ここまでくるとビル側でも万が一のことを想定して準備する段階です。退去した時の原状回復費用の見積もりも取り寄せておくといいと思います。
敷金をいくら預かっているかも確認しておきましょう。
ビル内に空きがあれば少し小さい区画に移ってもらい、毎月の家賃を減らす提案も有効です。
貸室の部分解約 | 入居テナント | 民事再生 | 兆候
オフィスを広く借りている場合、部分的な返却についての相談をうける段階です。
家賃の負担額を減らすことも大きな目的ですが、床を少なくすることでビル側に預けている敷金の返却を受けることを目的にしている場合もあります。
貸室の返却の条件の中に、『敷金の額はそのまま』と交渉したことがあります。断られることがほとんどですが。
賃料などの減額要請を受ける | 入居テナント | 民事再生 | 兆候
先方から、家賃安くしてもらえませんか?と相談が出てくることもあります。実際には、上記の『貸室の部分返却』とセットで交渉される場合も多いです。
賃料を下げてさらに貸室の部分解約も受け付けてしまうとビルとして収入が激減しますので、解約についての時期を協力(6ヶ月などの通知期間の短縮など)をするので、賃料はそのままなどの条件でまとまれば良いですね。
ビルの経営方針としては区画を早めに返却してもらい、次の入居者を募集するのも手です(不動産市況が動いていればですが…)
継続への疑義 | 入居テナント | 民事再生 | 兆候
テナントの決算書類に「継続企業の前提に関する注記」 が付記されることがあります。
これは、会社は本来将来にわたって継続していく前提のもとに運営していきますが、赤字や売り上げの減少などにより事業の継続に問題が生じた場合、財務諸表などに注記することが義務付けられているものです。

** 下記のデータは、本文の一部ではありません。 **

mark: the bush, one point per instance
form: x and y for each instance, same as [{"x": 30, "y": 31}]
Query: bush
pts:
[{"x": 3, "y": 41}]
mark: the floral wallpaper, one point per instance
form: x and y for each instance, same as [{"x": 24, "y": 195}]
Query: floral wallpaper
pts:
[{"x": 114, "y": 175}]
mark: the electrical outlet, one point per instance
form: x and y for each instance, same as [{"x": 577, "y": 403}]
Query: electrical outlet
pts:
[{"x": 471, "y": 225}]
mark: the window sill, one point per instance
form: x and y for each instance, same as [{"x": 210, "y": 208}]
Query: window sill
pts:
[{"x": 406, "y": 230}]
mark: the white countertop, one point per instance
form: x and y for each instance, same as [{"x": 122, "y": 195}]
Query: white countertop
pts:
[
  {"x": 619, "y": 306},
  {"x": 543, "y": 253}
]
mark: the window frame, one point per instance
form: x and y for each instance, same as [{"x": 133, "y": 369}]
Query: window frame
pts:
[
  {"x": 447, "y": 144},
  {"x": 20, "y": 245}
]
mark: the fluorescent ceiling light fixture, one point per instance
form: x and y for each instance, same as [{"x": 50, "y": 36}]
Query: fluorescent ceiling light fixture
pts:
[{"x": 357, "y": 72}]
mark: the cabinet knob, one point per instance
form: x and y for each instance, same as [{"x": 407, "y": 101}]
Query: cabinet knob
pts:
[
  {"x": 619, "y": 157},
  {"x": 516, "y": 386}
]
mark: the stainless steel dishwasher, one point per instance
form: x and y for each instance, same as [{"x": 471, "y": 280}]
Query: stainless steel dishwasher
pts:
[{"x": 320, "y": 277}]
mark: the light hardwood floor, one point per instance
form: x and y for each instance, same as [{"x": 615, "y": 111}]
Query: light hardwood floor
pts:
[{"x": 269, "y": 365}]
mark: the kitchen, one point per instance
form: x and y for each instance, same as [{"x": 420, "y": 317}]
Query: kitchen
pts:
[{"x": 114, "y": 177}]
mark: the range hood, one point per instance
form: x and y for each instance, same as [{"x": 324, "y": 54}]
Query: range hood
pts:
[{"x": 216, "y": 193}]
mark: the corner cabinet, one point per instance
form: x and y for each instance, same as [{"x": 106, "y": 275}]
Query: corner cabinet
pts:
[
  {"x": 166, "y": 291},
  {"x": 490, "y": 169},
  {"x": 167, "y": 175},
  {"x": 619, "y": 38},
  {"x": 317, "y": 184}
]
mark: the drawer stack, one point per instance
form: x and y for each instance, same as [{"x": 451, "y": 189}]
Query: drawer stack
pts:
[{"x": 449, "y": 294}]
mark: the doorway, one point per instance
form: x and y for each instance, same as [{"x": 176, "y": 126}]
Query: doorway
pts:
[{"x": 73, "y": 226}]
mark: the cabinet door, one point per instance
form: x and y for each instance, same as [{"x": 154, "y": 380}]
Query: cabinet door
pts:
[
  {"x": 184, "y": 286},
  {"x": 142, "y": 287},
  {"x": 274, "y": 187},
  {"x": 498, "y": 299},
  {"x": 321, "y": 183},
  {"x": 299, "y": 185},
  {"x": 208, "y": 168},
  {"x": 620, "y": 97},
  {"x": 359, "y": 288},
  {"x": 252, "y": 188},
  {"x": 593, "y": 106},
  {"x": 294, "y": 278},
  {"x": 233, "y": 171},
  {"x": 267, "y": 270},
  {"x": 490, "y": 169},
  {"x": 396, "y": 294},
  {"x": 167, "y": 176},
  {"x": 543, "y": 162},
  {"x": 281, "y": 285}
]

株主さんなどに開示する決算書ですから、会社側は意地でもこの一文を入れないために資金をかき集めたり、融資先を回ったりするはずです。
それでも付記されてしまうということは、かなり危険と言うことです。。
敷金への質権設定 | 入居テナント | 民事再生 | 兆候
テナントが銀行から融資を受ける際に、敷金を担保に入れることを求められることがあります。
実際には敷金の返還請求権に質権を設定することになりますが、いずれにせよ業績はかなり良くないのは間違いありません。
敷金は、賃料の未納や退去時の原状回復工事のための担保です。
先方からの申し出に対応するかどうかは慎重に協議する必要があります。
決算期をずらす | 入居テナント | 民事再生 | 兆候
これはもう最終手段です。
通常は1年(=12ヶ月)を各企業で決めている決算月で締めて、1年間の決算報告をしています。日本では3月に決算をする会社が大多数かと思います。
一方、決算期をずらすことでそのずらした期のみ、12ヶ月以上の期間についての決算とすることで、短期的に年商がおおきくなるなど決算の見栄えを良くする効果があります。
ただ、その翌期はもちろん12ヶ月ですし、本当に最後の手段という印象です。
もちろん、決算期をずらした後で業績回復した企業も知っていますが、その割合は低い気がします。
終わりに | 入居テナント | 民事再生 | 兆候
ビルを経営しているものにとって、入居企業の業績不振は死活問題です。
民事再生などに当たってしまうとものすごい時間と労力を必要としますし、入ってくるはずの収入がなくなると、金額によってはビルそのものの経営にも直結します。
トラブルが表面化する前に兆候をしっかりと捉えて、準備しておけるといいですね。最後までお読みいただきましてありがとうございました!
担当していたビルで入居テナントが民事再生した対応した経験があります。
今思い返すとさまざまな兆候が・・・事前にその兆候を見逃さないようにしましょう。